Figure 2: A vial containing AxoBioFluid®, a ready to use off-the-self product. AxoBioFluid® is an amnion-derived fluid created for homologous use.
There exist several differences between PRP and amnion-derived fluid that are relevant to discuss when considering their use for therapeutic effectiveness or clinical efficiency.
First, because of the nature of cell culture and product manufacturing, the growth factor profile of amnion-derived fluid is more consistent, and is not as severely affected by donor-based biological variability as PRP due to the ability to quality control the product both during cell culture and in evaluating the end product. Additionally, the separate processing of amnion-derived fluid reduces chair time for the patient and processing time for the practitioner, without requiring the practitioner to purchase processing equipment, which increases throughput for the medical facility. Furthermore, the production of a PRP product depends significantly on the standard operating procedures that are used. Many clinics have unique or proprietary protocols that must be followed to successfully create a therapeutically-active PRP . This introduces additional variables to consider in the clinic when different technicians perform the blood draw, subsequent centrifugations, and PRP harvest.

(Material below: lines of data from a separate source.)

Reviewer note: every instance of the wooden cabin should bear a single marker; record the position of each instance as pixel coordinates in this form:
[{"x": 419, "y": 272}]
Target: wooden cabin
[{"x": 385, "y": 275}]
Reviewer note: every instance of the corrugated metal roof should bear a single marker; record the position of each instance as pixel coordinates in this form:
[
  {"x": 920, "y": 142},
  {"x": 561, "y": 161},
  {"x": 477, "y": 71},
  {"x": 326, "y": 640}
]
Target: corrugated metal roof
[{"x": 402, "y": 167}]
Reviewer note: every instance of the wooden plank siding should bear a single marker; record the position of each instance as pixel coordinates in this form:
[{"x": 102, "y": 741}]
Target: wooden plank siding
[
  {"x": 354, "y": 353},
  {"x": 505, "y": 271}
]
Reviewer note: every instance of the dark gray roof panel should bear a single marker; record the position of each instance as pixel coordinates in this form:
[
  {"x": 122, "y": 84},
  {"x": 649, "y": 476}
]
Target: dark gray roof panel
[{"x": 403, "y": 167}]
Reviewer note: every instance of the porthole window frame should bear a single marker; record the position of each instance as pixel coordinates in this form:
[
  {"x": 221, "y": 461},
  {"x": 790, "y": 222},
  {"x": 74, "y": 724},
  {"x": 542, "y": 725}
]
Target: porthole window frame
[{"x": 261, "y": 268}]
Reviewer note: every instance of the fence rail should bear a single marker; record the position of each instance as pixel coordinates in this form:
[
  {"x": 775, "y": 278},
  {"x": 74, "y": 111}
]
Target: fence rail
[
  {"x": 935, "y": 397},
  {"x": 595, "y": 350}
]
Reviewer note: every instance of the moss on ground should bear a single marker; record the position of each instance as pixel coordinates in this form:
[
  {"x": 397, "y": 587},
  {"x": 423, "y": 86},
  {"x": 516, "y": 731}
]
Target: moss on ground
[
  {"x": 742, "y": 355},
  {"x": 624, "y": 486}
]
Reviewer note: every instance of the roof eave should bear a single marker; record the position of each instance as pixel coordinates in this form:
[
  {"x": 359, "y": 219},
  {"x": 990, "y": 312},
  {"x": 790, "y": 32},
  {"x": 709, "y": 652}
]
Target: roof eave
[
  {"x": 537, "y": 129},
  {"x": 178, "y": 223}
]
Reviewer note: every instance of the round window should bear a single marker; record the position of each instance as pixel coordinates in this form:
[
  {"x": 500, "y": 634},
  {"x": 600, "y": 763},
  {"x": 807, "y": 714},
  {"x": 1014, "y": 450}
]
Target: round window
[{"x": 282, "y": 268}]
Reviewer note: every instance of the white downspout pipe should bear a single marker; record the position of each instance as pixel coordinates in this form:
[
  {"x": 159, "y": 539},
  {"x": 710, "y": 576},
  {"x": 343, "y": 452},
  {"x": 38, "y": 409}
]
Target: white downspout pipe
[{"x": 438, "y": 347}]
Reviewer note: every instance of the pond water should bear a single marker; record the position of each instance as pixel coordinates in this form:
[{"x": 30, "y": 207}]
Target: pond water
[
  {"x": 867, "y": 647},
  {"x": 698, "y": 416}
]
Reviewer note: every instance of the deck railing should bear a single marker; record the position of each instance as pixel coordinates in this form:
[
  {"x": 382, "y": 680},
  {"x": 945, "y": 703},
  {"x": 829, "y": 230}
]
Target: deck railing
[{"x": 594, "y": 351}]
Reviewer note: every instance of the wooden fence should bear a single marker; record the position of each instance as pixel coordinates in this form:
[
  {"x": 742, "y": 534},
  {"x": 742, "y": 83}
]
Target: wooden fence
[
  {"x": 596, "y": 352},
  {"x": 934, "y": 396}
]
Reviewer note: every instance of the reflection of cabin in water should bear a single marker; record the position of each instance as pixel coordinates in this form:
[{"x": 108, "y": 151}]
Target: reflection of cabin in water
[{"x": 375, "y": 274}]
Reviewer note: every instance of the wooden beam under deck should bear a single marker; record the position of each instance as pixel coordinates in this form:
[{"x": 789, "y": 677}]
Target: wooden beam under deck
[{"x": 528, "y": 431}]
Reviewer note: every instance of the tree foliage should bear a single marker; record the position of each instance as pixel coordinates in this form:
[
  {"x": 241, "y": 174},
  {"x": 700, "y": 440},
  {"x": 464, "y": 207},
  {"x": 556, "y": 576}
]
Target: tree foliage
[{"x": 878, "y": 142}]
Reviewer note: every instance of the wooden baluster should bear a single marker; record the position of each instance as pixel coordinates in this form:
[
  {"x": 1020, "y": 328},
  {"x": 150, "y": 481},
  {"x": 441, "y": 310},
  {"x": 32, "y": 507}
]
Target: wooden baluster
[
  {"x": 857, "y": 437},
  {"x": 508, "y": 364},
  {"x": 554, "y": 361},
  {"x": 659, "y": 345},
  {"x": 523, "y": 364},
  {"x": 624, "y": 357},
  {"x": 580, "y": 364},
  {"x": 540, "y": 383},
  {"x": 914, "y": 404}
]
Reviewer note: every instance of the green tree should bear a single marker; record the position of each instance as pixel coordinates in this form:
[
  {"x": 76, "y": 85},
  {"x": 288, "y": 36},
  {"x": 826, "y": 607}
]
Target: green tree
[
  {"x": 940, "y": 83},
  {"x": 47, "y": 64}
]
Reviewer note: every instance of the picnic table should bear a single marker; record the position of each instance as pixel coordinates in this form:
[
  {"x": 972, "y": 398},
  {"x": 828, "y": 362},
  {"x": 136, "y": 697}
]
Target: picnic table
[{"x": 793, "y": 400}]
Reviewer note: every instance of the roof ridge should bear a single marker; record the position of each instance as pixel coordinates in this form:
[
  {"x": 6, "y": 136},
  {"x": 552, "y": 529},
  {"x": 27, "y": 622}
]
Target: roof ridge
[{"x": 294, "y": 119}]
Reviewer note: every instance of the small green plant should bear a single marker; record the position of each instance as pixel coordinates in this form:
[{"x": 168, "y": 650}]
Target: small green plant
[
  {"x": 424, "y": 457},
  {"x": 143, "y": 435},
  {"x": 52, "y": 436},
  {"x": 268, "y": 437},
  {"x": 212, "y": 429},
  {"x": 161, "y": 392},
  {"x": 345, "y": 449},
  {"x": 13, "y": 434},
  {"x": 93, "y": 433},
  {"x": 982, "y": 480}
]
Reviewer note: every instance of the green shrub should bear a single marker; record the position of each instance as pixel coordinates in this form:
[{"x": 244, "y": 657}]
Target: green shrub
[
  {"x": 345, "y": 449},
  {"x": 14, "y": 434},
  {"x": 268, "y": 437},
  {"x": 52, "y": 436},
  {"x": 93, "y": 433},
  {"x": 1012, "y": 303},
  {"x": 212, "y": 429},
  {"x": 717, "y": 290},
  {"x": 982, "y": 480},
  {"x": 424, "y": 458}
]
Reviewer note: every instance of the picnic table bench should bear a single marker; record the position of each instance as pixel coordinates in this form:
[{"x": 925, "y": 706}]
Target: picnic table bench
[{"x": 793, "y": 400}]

Differences aside, however, both treatments operate on the principle of growth factor-mediated therapeutic action rather than the previous understanding that cell homing, attachment, differentiation, and proliferation were the primary methods of action. It would be expected for both PRP and amnion-derived fluid to perform similarly due to the wide range of similarities between the mechanisms of action and the associated growth factor profiles.